The collected cells were suspended in 0.075 M cold potassium chloride (KCl) and centrifuged at 800 g (acceleration of gravity) for 6 min and instantly fixed in a fixative solution (methanol: acetic acid, 6:1) for 3 times. To prepare the microscopic slides, the fixed cells were dropped onto clean microscopic slides, air-dried and stained with Giemsa solution (Merck, Germany). For assessment of micronuclei the slides was carried out at X100 magnification. Criteria for scoring micronuclei were diameters between 1/16th and one-third of main nuclei, non-refractive, not linked to main nuclei and not overlapping the main nuclei (Fenech, 2000). At each blood sampling time, for each volunteer, from irradiated and control cultures, a total of 2000 binucleate cells (1000 cells each from duplicate cultures) were examined to record the micronucleus frequency.
Statistical analysis
All shown results are Mean±Standard deviation. SPSS 16.0 statistical analysis software was used for data analysis, and comparison between groups was made by One-way ANOVA analysis and a p-value<0.05 was considered to represent a statistically significant difference.
Results
Frequency of micronuclei in human blood lymphocytes after administration of GSE
No obvious side effect was reported by any volunteers. Data showed that the groups that received 1000 mg (maximum dose) GSE showed no significant difference in frequency of micronuclei in human blood lymphocytes compared with the control group (non-treated group). The mean frequency of micronuclei in the control group was 0.83 and 1, 2, and 5 hr after ingestion of GSE was 0.66, 1.00 and 0.66, respectively (Figure 1).

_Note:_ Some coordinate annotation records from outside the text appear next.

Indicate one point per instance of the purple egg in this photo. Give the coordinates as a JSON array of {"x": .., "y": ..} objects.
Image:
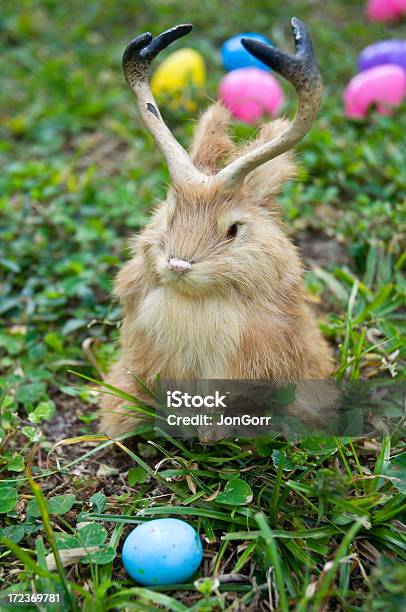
[{"x": 384, "y": 52}]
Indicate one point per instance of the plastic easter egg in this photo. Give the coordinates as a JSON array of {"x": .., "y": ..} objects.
[
  {"x": 178, "y": 71},
  {"x": 162, "y": 551},
  {"x": 385, "y": 10},
  {"x": 382, "y": 86},
  {"x": 249, "y": 93},
  {"x": 234, "y": 55},
  {"x": 384, "y": 52}
]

A typical human lymphocyte with micronuclei is shown in Figure 2.
Frequency of micronuclei in human blood lymphocytes that were irradiated with 1.5 Gy X-radiation after administration of 100 mg GSE
The frequency of micronuclei induced by 150 cGy of X-radiation in human lymphocyte in the control irradiated group was 13.83 and 1, 2 and 5 hr after 100 mg GSE ingestion were 10.16 (p<0.05), 9 (p<0.001), and 9.5 (p<0.001), respectively, compared to the irradiated control group. The frequency of micronuclei found in GSE-treated cell groups was significantly lower than the control irradiated group. For the blood samples collected 2 hr after the oral GSE administration and in vitro exposed to 150 cGy of X-ray radiation, more reduction (34.92) in the incidence of micronuclei was observed (p<0.01) (Figure 3).
Frequency of micronuclei in human blood lymphocytes that were irradiated with 1.5 Gy X-radiation after administration of 300 mg GSE
The frequency of micronuclei induced by 150 cGy of X-radiation in human lymphocyte in irradiated control group was 14.32 and 1, 2 and 5 hr after 300 mg GSE ingestion were 11.83 (p<0.001), 8.83 (p<0.001), and 9 (p<0.001), respectively, compared to the irradiated control group. The frequency of micronuclei found in GSE-treated cell groups was significantly lower than the control irradiated group. For the blood samples collected 2 hr after the oral GSE administration and in vitro exposed to 150 cGy of X-ray radiation, more reduction (38.33) in the incidence of micronuclei was observed (p<0.001) (Figure 4).
Frequency of micronuclei in human blood lymphocytes that were irradiated with 1.5 Gy X- radiation after administration of 600 mg GSE
The frequency of micronuclei induced by 150 cGy of X-radiation in human lymphocyte in the control irradiated group was 14.5 and 1, 2 and 5 hr after 600 mg GSE ingestion were 9.33 (p<0.001), 7.83 (p<0.001), and 8.16 (p<0.001), respectively. The frequency of micronuclei found in GSE-treated cell groups was significantly lower than the control irradiated group. For the blood samples collected 2 hr after the oral GSE administration and in vitro exposed to 150 cGy of X-ray radiation, more reduction (46%) in the incidence of micronuclei was observed (p<0.001) (Figure 5).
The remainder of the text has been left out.